We’re glad, of course, that such confrontations are peaceful, and that the police didn’t bring out dogs and water cannons to round up protesters, as they did in the Deep South during the civil rights movement of the 1950s. But there’s a crucial element of civil disobedience as it was originally practiced that seems to be ignored or forgotten these days: the aim of civil rights demonstrators was not to break the law and thereby call attention to their cause, but to break an unjust law and thereby call attention to the law’s unjustness. That’s why they chose to break the laws enforcing segregation of lunch counters, swimming pools and buses. That’s why in his “Letter from Birmingham Jail” Martin Luther King Jr. took seriously his critics’ charge that the movement was being cavalier about the law, and argued at length that indeed laws should be obeyed—except when a law violates God’s law.

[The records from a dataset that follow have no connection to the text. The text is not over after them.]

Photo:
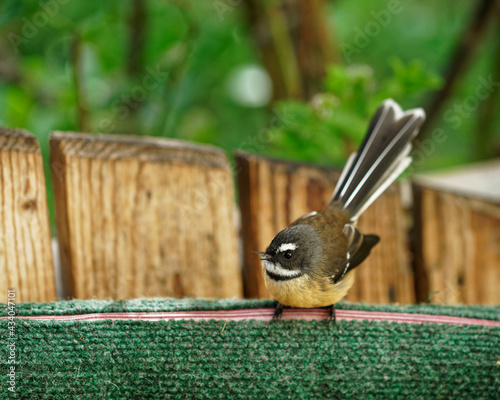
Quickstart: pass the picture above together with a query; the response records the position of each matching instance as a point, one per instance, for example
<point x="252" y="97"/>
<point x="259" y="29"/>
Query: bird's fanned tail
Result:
<point x="381" y="158"/>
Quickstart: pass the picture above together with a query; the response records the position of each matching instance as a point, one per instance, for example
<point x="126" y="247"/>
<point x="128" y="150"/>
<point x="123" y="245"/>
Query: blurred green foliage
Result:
<point x="326" y="129"/>
<point x="188" y="58"/>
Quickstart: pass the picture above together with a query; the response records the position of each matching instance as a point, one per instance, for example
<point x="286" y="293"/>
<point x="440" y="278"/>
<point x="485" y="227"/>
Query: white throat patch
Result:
<point x="286" y="246"/>
<point x="277" y="269"/>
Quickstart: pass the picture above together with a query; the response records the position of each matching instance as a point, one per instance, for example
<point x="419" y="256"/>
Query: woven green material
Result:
<point x="250" y="359"/>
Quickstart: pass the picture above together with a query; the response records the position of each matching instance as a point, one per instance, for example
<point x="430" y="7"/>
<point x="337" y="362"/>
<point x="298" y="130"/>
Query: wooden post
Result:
<point x="26" y="263"/>
<point x="274" y="193"/>
<point x="144" y="217"/>
<point x="457" y="250"/>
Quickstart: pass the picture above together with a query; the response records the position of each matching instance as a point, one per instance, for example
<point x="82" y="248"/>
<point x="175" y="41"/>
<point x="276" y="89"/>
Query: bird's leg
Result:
<point x="278" y="312"/>
<point x="332" y="317"/>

The protesters in Cleveland, we assume, were not morally opposed to Cleveland’s laws on public access. Indeed, their quarrel is not with the civil law at all, but with church law, as codified in the United Methodists’ Book of Discipline.
Those who in conscience cannot obey United Methodist Church law, law that has been confirmed once again to represent the mind of the church, should practice ecclesial disobedience, not civil disobedience. Ecclesial disobedience is, of course, precisely what has been practiced by some United Methodist pastors, such as Gregory Dell, Jimmy Creech, and the 67 pastors in the California-Nevada Conference who jointly celebrated the union of a gay couple last year. Like sitting down at a segregated lunch counter, such ecclesial disobedience calls attention to the law in question and tests whether the authorities are willing to enforce it.

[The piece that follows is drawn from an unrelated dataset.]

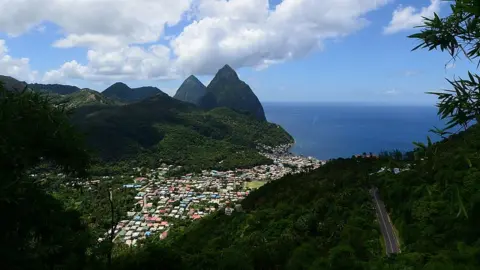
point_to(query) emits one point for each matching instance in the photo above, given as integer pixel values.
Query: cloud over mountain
(126, 39)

Unlike the civil disobedience at Cleveland, ecclesial disobedience of this kind entails a genuine risk: participants can lose their pastoral position, pension, and possibility of employment in the church. (We note that some of the protesters at Cleveland were not members of the UMC, and therefore no ecclesial relations were even hypothetically at stake.) Accepting this risk is again consistent with the meaning of conscientious disobedience as practiced by King. It is the willingness to suffer the consequences of one’s actions that makes deliberately disobeying the law a true act of conscience and of respect for the law. Using the civil authorities to make a point about life in the church is, by contrast, an exercise in media-driven street theater.